# Best ignition System for Single Cyl. IC engines.



## jimsshop1 (Jun 19, 2018)

In the past I have used points, condenser and coils from automobile applications and although they work well the coils are large and difficult to hide along with the atv battery in a wood box the engine sits on. I know there are cdi's, I think that's what they are called, out there but what are the best ones to use. I was at a large engine show last Saturday, The Cool Springs Museum Expo and there were many vendors there but no one was selling the ignition systems which was strange but the model engines I saw were all using the buzz boxes which I don't want to mess with.

Thanks,

Jim in Pa


----------



## Engine maker (Jun 19, 2018)

I don't like the Buzz coil either. I like to use either the S&S Machine and Engineering or the Jerry Howell Tim-6. Both are great ignition systems. The Tim-6 is used with 6 volts and the S&S is used with 4.8 volts. You can use either with points, switches or Hall effect for the trigger signal. The difference is that the S&S has the ignition coil built right on the board so no looking for a coil. The S&S is smaller overall but the prices are about the sale when you add the coil to the Tim-6. Both units can be gotten either single spark or buzz ignition.

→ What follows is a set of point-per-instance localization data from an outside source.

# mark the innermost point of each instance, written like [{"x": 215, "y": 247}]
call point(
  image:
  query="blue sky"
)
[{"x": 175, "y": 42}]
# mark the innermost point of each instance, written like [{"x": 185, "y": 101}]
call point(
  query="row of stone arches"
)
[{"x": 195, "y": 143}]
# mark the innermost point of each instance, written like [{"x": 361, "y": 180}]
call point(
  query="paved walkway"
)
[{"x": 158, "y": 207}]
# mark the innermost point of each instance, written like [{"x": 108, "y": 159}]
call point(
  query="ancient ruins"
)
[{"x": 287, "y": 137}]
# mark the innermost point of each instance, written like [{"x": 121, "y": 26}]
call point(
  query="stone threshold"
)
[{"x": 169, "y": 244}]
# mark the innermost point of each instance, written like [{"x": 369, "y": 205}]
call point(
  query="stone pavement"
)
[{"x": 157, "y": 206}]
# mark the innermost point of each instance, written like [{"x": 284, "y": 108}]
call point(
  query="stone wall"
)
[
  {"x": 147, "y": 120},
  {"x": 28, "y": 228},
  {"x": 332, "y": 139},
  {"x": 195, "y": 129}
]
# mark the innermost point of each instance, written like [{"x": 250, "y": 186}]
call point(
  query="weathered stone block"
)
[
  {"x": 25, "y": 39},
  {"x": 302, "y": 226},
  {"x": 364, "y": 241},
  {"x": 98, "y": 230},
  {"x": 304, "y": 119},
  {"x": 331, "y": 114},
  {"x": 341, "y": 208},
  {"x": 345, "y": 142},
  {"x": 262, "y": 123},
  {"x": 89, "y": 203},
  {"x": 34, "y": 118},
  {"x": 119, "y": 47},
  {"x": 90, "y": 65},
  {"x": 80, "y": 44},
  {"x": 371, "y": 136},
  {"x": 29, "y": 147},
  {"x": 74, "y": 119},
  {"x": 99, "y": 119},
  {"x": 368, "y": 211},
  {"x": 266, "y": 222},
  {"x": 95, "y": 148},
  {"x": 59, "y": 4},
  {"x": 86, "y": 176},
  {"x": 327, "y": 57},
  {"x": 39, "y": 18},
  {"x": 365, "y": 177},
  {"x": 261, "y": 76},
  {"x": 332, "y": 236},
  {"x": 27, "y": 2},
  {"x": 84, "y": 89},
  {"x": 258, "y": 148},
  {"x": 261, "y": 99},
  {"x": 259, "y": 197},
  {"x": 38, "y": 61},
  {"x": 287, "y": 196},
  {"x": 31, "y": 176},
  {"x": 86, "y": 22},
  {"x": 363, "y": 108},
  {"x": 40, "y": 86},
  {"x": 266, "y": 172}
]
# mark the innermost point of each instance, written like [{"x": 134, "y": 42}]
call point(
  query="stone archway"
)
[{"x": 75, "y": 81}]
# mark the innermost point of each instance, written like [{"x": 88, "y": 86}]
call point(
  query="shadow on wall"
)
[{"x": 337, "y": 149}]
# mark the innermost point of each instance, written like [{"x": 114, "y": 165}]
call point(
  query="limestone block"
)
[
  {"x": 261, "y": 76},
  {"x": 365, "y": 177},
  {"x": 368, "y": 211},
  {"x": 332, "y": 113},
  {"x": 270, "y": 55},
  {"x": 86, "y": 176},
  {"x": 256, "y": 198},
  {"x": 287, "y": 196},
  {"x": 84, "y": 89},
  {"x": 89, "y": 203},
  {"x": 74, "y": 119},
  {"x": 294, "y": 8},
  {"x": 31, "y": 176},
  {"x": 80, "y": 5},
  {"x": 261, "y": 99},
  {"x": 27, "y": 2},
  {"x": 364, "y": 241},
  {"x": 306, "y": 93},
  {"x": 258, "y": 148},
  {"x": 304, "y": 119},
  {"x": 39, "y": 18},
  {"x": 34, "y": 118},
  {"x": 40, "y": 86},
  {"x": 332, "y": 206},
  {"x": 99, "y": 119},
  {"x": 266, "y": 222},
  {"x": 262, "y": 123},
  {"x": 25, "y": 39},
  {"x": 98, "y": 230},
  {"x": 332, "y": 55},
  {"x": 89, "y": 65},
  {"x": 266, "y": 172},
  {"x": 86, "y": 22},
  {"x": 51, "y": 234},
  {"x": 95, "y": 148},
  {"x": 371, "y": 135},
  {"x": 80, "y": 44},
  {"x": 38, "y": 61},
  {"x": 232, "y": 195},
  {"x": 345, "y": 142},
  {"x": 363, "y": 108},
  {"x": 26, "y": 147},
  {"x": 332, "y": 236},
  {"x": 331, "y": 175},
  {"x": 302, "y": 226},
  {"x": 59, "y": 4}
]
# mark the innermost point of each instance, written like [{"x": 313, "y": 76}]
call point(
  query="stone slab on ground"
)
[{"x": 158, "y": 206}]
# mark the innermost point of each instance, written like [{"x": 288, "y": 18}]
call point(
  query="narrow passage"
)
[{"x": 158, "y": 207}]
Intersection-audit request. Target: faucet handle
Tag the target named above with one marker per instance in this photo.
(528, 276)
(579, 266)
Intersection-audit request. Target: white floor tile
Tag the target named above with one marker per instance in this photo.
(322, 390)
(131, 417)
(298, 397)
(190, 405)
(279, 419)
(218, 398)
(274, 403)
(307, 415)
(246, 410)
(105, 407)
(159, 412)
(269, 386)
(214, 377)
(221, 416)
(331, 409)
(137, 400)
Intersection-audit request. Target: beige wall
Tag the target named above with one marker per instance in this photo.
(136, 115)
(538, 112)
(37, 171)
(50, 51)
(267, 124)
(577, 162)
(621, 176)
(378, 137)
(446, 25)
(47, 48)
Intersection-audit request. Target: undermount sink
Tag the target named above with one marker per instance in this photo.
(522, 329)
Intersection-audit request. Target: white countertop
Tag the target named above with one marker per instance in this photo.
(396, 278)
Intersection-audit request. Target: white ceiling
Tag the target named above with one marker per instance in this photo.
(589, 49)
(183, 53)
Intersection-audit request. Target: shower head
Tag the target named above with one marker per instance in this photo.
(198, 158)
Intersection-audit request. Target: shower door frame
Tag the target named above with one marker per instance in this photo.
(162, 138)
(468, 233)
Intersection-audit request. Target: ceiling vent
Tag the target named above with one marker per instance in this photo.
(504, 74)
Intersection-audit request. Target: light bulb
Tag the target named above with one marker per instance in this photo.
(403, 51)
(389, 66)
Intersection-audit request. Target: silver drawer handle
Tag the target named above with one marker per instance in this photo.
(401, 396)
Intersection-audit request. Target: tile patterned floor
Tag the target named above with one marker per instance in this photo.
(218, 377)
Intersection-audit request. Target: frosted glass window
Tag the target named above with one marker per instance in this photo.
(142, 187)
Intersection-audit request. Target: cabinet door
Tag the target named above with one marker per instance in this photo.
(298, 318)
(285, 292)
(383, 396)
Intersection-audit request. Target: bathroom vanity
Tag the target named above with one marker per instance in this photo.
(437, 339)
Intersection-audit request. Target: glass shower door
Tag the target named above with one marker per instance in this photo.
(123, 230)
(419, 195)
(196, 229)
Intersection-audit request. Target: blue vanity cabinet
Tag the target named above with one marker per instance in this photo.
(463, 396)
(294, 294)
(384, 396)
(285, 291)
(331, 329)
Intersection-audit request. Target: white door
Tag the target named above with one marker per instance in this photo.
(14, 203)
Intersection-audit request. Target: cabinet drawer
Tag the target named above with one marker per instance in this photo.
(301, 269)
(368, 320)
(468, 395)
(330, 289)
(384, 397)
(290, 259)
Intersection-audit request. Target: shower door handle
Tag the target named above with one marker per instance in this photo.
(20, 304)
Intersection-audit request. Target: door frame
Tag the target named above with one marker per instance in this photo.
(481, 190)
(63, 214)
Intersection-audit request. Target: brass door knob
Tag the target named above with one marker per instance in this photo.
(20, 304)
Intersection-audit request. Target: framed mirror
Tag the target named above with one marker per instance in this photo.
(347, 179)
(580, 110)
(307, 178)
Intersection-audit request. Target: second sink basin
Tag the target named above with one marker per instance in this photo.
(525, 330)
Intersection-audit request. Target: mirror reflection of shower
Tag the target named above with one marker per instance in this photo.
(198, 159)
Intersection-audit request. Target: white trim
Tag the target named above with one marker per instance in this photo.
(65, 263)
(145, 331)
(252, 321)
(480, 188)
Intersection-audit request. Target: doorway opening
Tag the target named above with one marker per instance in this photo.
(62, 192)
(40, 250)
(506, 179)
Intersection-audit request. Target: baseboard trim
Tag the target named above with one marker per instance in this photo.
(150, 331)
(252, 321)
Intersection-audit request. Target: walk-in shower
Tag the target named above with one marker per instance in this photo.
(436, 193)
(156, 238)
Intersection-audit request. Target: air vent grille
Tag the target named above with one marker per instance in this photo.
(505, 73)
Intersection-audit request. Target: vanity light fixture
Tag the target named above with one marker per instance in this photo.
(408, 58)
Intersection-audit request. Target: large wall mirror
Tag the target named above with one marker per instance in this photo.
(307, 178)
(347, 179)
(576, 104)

I was at Coolspring also, but left on Friday. Missed you by a day. I took 7 model Hit and Miss engines to the show. What part of PA are you in?


----------



## jimsshop1 (Jun 19, 2018)

Engine maker said:


> I don't like the Buzz coil either. I like to use either the S&S Machine and Engineering or the Jerry Howell Tim-6. Both are great ignition systems. The Tim-6 is used with 6 volts and the S&S is used with 4.8 volts. You can use either with points, switches or Hall effect for the trigger signal. The difference is that the S&S has the ignition coil built right on the board so no looking for a coil. The S&S is smaller overall but the prices are about the sale when you add the coil to the Tim-6. Both units can be gotten either single spark or buzz ignition.
> 
> I was at Coolspring also, but left on Friday. Missed you by a day. I took 7 model Hit and Miss engines to the show. What part of PA are you in?




I have been looking at S&$ web site and I see the one you are talking about. I probably will order it but to me $110 bucks seems like a lot of money for what you get. I guess I could use it on all my engines with points since I only "play" with one at a time.

I live in Warren, Pa. if you have ever visited the Kinzua Dam then you were close.  Route 6 runs right through Warren.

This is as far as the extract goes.